Ubiquémonos. Talk Talk había arrancado como una banda de synth-pop más, de esas que sonaban en la MTV de principios de los ochenta. Y de repente, en su tercer disco, mandaron los sintetizadores al fondo y se pusieron a respirar. The Colour of Spring es el momento exacto en que Mark Hollis y los suyos decidieron que una canción pop podía tener silencios, aire, órganos de iglesia y una banda tocando de verdad en una sala. 'Life's What You Make It' y 'Living in Another World' fueron los cortes conocidos, pero el disco entero —de 'Happiness Is Easy' a 'Time It's Time'— es una clase de cómo decir mucho tocando poco.
El vinilo, bien hecho
Desconfío por naturaleza de las reediciones: demasiadas veces son la excusa para revenderte lo mismo con una faja nueva. Esta no. La supervisan Lee Harris, baterista de la banda, y Charlie Hollis, hijo de Mark. Los mismos que ya se habían ocupado de la reedición a media velocidad de Spirit of Eden, que quedó impecable. Cuando la gente que hace esto conoce el material y lo respeta, se escucha en los surcos. Un master a media velocidad, bien ejecutado, le devuelve al disco la dinámica y el detalle que las copias apuradas de los ochenta nunca tuvieron.
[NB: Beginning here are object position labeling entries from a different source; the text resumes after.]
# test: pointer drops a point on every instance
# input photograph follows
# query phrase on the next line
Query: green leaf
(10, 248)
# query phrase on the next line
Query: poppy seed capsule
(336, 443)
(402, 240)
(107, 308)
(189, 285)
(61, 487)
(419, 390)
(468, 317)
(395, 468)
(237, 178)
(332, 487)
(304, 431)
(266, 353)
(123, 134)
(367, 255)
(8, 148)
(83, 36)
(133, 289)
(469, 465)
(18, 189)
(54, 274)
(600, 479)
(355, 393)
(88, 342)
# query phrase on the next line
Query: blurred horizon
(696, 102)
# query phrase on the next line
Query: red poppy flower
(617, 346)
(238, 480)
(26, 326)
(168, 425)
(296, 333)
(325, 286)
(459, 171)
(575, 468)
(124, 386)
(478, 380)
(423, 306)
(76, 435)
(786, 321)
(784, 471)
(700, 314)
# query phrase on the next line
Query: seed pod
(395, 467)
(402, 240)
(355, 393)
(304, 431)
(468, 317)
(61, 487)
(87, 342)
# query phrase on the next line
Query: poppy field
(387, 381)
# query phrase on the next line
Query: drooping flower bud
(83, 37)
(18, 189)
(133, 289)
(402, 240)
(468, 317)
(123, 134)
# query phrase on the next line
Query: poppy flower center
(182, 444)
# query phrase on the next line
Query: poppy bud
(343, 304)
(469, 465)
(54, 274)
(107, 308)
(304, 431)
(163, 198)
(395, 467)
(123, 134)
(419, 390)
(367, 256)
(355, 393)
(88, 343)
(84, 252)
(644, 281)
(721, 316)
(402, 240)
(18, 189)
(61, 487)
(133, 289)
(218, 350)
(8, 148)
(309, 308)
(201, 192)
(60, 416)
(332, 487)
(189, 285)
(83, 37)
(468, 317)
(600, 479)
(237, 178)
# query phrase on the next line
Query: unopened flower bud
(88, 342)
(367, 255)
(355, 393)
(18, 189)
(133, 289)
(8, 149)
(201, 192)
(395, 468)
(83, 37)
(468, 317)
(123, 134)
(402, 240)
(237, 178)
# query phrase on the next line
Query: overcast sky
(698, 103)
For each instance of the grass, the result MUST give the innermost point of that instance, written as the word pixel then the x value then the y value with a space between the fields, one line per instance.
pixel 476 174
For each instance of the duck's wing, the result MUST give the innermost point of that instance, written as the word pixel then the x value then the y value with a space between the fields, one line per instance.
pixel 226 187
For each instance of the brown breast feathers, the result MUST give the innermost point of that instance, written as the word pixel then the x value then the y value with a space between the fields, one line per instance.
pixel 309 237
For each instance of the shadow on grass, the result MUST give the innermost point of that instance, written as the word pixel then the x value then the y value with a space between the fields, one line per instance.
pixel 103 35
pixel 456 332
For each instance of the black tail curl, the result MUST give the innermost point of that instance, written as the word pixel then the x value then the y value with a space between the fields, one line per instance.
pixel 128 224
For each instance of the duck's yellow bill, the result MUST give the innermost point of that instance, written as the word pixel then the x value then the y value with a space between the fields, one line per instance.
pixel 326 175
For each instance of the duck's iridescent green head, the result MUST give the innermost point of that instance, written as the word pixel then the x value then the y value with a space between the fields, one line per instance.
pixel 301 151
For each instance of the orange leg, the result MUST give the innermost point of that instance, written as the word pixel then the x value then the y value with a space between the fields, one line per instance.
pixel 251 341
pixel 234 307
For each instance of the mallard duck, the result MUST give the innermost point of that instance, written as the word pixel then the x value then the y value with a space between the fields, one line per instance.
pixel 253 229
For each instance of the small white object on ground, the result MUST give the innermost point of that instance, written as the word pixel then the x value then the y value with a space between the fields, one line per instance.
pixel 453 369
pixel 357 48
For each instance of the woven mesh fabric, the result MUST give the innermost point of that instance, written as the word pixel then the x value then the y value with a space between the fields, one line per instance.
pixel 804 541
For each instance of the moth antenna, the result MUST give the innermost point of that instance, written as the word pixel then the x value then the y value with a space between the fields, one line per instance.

Un escenario con una silla vacía
El 5 de septiembre, un día después de la reedición, habrá un concierto único de aniversario en el O2 Forum Kentish Town de Londres. Sube el tecladista fundador Simon Brenner y se suman invitados de peso: Sophie Barker (Zero 7), Mark Gardener (Ride), Fyfe Dangerfield, Ed Harcourt. Va a ser una linda noche, no lo dudo. Pero seamos honestos: sobre ese escenario va a faltar la única voz que hacía que todo esto tuviera sentido.
Mark Hollis murió en febrero de 2019, a los 64 años. Se había retirado de la música mucho antes, porque entendía algo que casi nadie entiende: que a veces el mejor sonido es no grabar nada. Homenajear The Colour of Spring sin él es un gesto de cariño, y está bien que se haga. Pero el disco sigue siendo la mejor forma de tenerlo cerca. Poné el vinilo, bajá las luces y callate un rato. Ahí está todo lo que Hollis quería decir, y lo dijo mejor que casi cualquiera.